Смешно, но теперь я пугался, что они уедут… Что уедут и исчезнут тем самым навсегда. Не о том речь, что их убьют… Их не убьют… Их свои уж как-нибудь оберегут и пристроят… Но для меня, для майора Жилина, оба исчезнут… Уедут… Как-нибудь они кончат эту войну… Где-то там, вдалеке, они повзрослеют, потом постареют. Полысеют… Но для меня их уже не будет. Как только уедут завтра с колонной.
Их уже нет. Я, если вести счет, видел их здесь мало, поразительно мало — в день пять, ну, десять минут… Ни Алика не будет с его трепетным заиканием. Ни Олега… Я их уже потерял. Их уже нет. Без следа… Эта сука, жизнь!.. Я уже терял близких людей… Они исчезли, как исчезают в нас сны — простецкие наши сны. Исчезли невосстановимо. И ничего не осталось… Во мне — ничего.

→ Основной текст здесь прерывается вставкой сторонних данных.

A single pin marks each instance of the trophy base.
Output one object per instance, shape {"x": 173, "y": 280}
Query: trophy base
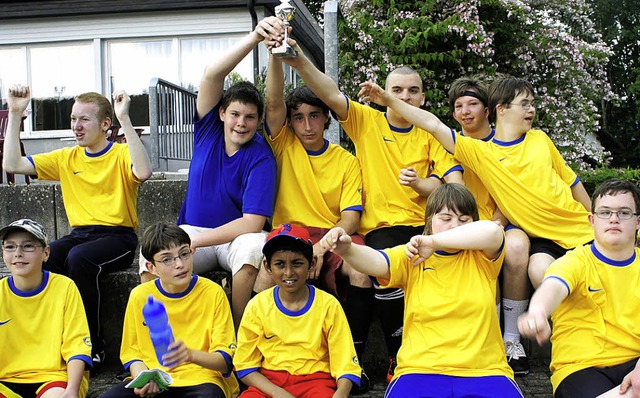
{"x": 284, "y": 52}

Когда-нибудь и я для кого-то исчезну. Вот так же горько уйду… Просто уйду… С последним неуверенным смешком. И кто-то, может быть, скажет, даже попросит в последнюю минуту: «Не уходи, майор Жилин. Не уходи… Не движься… Застынь здесь навсегда».
И попытается ухватить меня за руку… За рябую ткань камуфляжа.
Глава восемнадцатая
Я поруливаю, и мой козелок-джип знай мчит по ночной дороге. Ночь крепкая!.. Фары вполсилы… Оба контузика на заднем сиденье. Подпрыгивают на неровностях дороги. Каждый в обнимку со своим автоматом. (В обнимку с надеждой!.. Наконец-то. Дождались.) Их боевые АК при них — как залог. Подтверждение, что теперь-то наверняка путь к своим.